A su lado, la bella mujer de la escalera, con un tajo en la falda negra que empezaba antes del comienzo. Detrás, un barbudo que nos apuntaba a pocos metros, con una escopeta recortada de cañón basculante.

 ¡C’est fini!, mis amores –endulzó en un francés arrastrado. Si existía la  femme fatale, esa era la voz.

–No puedo creer lo que estás haciendo –contestó el Huguito, poniendo su cabeza, prácticamente en la mira del arma–, ¡las vas a pagar una por una!

–Bueno, bueno pequeños –vaciló la dama, quien se acercó hasta la mesa. Abrió su carterón de cuero pardo, y metió adentro: la caja con toda la guita, las anotaciones y los papeles de Sir Charles. Como quien levanta los restos de comida luego del almuerzo, y luego sacude sus manos.

“Aquí no pasó nada”, culminó el aliento de su sonrisa. Sin dejar de apuntarnos, y luego de unas cuantas burlas fáciles, salieron por donde vinieron.

Quedamos encerrados los cuatro “curas” a prueba de la fe, sin más que la efervescencia de la frustración, saliéndonos por los poros.

Repasamos el manual de las puteadas unos minutos…

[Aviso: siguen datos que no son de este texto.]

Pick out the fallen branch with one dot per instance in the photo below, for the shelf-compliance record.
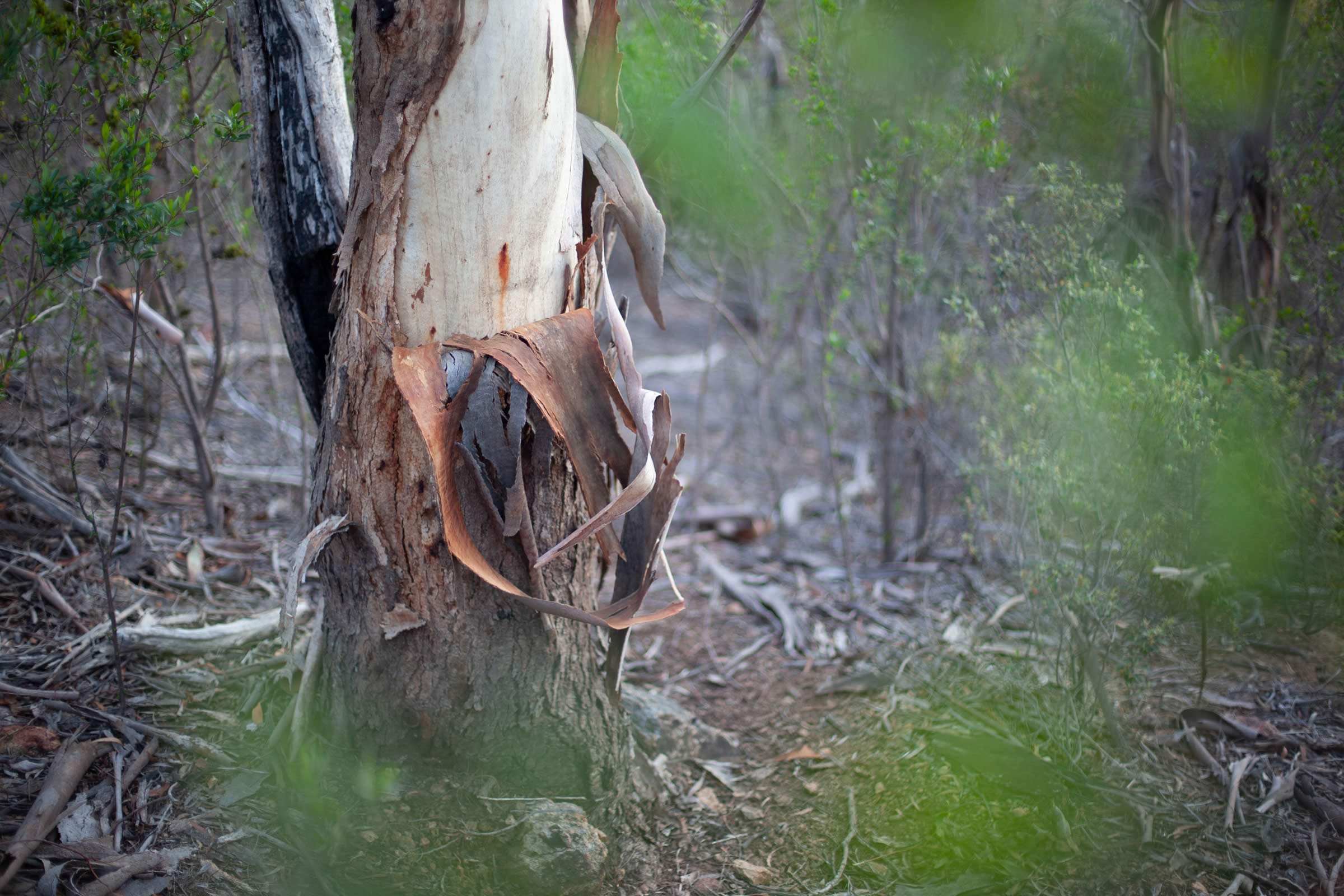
(38, 692)
(306, 688)
(844, 853)
(1234, 786)
(764, 602)
(1319, 866)
(1280, 792)
(1197, 747)
(52, 595)
(277, 474)
(1092, 668)
(135, 864)
(304, 557)
(24, 481)
(65, 774)
(206, 638)
(139, 765)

–Calma amigos –dijo Sir Charles y se ubicó frente a los tres, que a poco estábamos de pucherear por la bronca, y levantó sus manos hasta la altura del mentón.

–Nada por aquí, nada por allá –dijo mientras cruzaba las manos como un mago.

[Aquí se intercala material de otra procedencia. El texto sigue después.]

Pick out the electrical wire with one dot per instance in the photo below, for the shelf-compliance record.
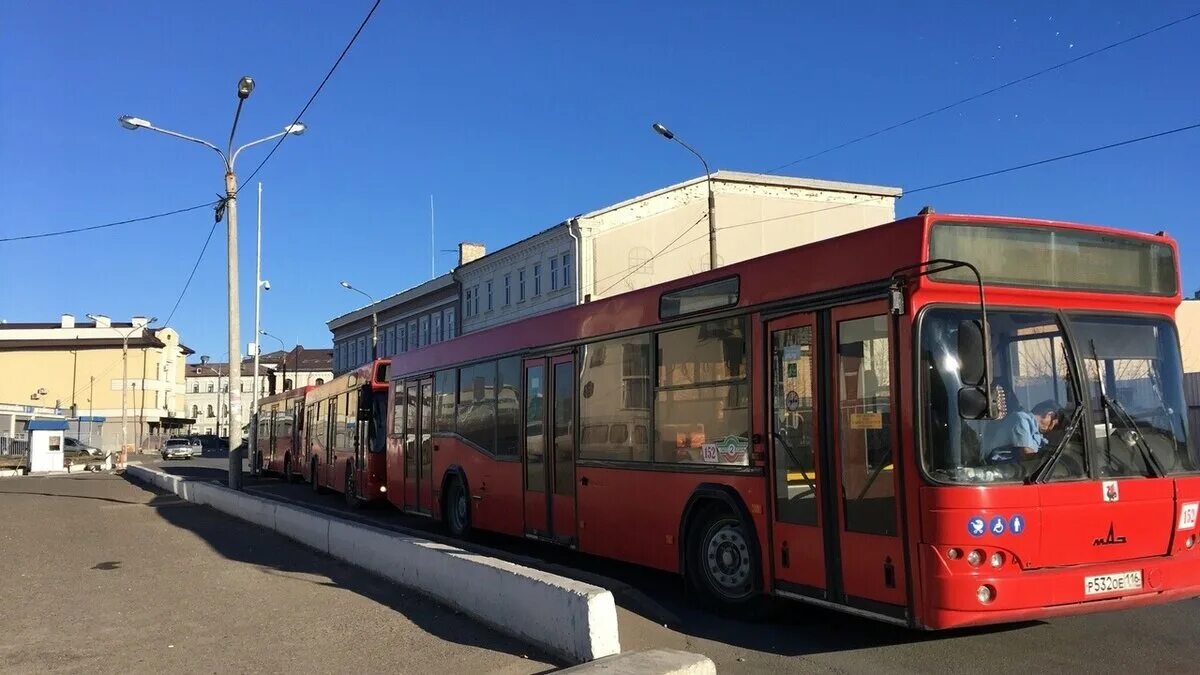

Lo miró al Tarta, que si nunca dijo nada, imagínense ahora…, y estirando su brazo izquierdo, acercó la mano a la oreja de éste, de donde sacó un papelito todo enrulado. “Típico”, pensé.

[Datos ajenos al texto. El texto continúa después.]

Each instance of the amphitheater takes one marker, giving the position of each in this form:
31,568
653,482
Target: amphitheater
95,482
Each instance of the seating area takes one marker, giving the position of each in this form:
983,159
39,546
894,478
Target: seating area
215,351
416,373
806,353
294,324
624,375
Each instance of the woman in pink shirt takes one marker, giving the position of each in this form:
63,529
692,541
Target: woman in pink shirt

Finalmente lo alisó por completo, poniéndolo sobre la mesa. Era la lista con los nombres que habíamos encontrado en la caja de las fichas. Sir Charles no dejaba de sorprendernos. Como había dicho el Geroncio: “Bajo la lupa de Carlos, la guía de los J.A.”

¡Sí! La Guía de los Jóvenes Ávidos… ¡Ningún “c’est fini”, carajo!